Where the BCCI messed up The BCCI, not understanding the ramifications of its contract with ICC (the Participating Nations Agreement, or PNA), and perhaps not reading the fine print at all, signed it. In effect, thus, it promised ICC what ICC had promised the event sponsors: the players' commercial rights. But just like ICC, the BCCI did not own these either; the players did. And by the time the players made a stand, the BCCI was in no-man's land. It claimed that the ICC Contract was illegal and a restraint of trade, both of which were true; but it was equally true that it was a signatory to this contract and thus a party to the illegality. The stand it eventually took on principle was the correct one, but it had lost the moral right to take that stand.
The flow of events
The ICC Champions Trophy Compromise The crisis broke in the middle of 2002, before the ICC Champions Trophy in Sri Lanka in September, which was the first event where the new ICC contracts were applicable. August was a busy month for the Indians, as they wound up their series against England at the same time as they negotiated their way out of the Contracts Crisis. Dalmiya eventually engineered a compromise, promising both ICC and the Indian players that if they bent a little, he'd work something out before the World Cup. Both sides gave in reluctantly, having decided not to budge from their positions later. The Indians agreed to ask their individual sponsors not to use them in their advertising during the event and for 16 days, instead of the 30 ICC demanded, before and after it.

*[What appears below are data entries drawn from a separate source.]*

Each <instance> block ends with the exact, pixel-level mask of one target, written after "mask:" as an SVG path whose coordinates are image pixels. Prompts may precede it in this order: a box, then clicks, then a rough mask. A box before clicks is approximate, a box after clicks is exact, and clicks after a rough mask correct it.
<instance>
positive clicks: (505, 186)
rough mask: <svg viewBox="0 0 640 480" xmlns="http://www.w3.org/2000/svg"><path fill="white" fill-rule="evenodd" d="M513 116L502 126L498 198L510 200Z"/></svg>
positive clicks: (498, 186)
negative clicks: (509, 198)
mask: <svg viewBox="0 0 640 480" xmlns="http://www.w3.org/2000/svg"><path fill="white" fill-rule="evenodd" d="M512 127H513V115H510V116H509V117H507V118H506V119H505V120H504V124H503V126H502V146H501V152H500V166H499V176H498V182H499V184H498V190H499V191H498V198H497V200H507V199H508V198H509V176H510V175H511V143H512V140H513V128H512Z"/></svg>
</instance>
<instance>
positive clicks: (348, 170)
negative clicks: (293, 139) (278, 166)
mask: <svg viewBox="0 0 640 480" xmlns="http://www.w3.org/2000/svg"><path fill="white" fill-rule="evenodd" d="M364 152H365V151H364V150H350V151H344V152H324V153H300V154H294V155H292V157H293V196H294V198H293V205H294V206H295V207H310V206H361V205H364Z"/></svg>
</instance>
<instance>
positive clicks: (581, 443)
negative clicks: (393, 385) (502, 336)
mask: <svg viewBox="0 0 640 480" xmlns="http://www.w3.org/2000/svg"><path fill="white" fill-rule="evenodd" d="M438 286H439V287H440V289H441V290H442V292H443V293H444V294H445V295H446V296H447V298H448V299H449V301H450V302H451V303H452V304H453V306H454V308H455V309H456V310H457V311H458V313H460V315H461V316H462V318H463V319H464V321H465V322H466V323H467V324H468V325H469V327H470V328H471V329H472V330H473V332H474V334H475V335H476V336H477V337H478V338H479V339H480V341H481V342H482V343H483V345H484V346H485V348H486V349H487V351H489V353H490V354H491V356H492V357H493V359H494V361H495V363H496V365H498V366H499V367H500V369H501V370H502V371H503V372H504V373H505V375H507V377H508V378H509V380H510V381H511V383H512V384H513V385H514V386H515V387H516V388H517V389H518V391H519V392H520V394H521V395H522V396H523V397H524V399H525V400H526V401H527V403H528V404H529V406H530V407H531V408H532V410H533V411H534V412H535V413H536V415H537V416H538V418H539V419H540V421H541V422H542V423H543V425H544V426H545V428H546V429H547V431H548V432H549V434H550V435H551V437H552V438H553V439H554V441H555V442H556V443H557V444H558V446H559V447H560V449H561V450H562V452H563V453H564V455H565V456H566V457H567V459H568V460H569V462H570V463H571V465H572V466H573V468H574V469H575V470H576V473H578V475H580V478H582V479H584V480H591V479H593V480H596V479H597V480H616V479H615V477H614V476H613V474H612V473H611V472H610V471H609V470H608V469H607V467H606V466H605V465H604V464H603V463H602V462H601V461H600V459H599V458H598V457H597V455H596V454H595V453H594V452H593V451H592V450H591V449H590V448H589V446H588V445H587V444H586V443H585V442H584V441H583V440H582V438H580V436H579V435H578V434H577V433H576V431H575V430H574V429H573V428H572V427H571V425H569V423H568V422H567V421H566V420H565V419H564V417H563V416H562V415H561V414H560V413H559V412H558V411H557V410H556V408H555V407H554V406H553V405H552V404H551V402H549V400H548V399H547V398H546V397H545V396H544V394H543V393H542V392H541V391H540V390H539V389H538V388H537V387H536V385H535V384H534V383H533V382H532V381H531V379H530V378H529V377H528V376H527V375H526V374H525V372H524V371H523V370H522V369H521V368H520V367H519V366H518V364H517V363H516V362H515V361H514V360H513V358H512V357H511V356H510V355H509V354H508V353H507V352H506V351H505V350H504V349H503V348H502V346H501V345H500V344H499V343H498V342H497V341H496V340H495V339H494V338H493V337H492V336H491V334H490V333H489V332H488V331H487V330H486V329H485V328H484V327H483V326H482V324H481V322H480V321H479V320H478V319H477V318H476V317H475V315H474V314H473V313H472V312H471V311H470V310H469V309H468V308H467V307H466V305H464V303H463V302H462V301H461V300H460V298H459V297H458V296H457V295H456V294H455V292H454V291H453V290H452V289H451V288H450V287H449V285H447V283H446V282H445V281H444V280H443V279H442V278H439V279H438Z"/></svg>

The World Cup impasse Both ICC and the players stood firm after the Champions Trophy, and December 31, the last date for all the boards to submit their squads for the World Cup, loomed as a likely flashpoint. Dalmiya bought time by submitting a team conditionally, demanding that the contracts issue be put up for non-binding third-party mediation, to determine its legality. ICC refused, and was contemplating going to the Court of Arbitration for Sport (CAS) for arbitration. In the meantime, the players met their January 14 deadline for signing the contracts, but only after deleting the controversial clauses from the contract, which resolved nothing at all. The GCC, meanwhile, reportedly indicated that it might be willing to accept modified terms, but the sponsorship amount would then come down from US$ 550 million by about US$ 100 million. They denied this on record, but such a commercial compromise seemed the most likely end to the impasse.
What Wisden.com believes The players made a mistake by agreeing to compromise for the ICC Champions Trophy. They should have taken a stand on principle and refused to compromise at all. If ICC sold Sachin Tendulkar's house in Bandra (which is an apt analogy, because like his house, his commercial rights are his personal property), he would not bargain about how many rooms it could keep. He would tell ICC, on principle, to get lost and not mess with what it did not own. Had the players done this in August, and even missed the Champions Trophy, the matter would surely have been resolved well before the year was out. India is the biggest market the event sponsors are targeting, and the sponsors themselves would have taken the lead. And had legal arbitration taken place, the courts would probably have returned a judgement citing the very phrase used by the judge when Kerry Packer beat the establishment in 1977: "restraint of trade".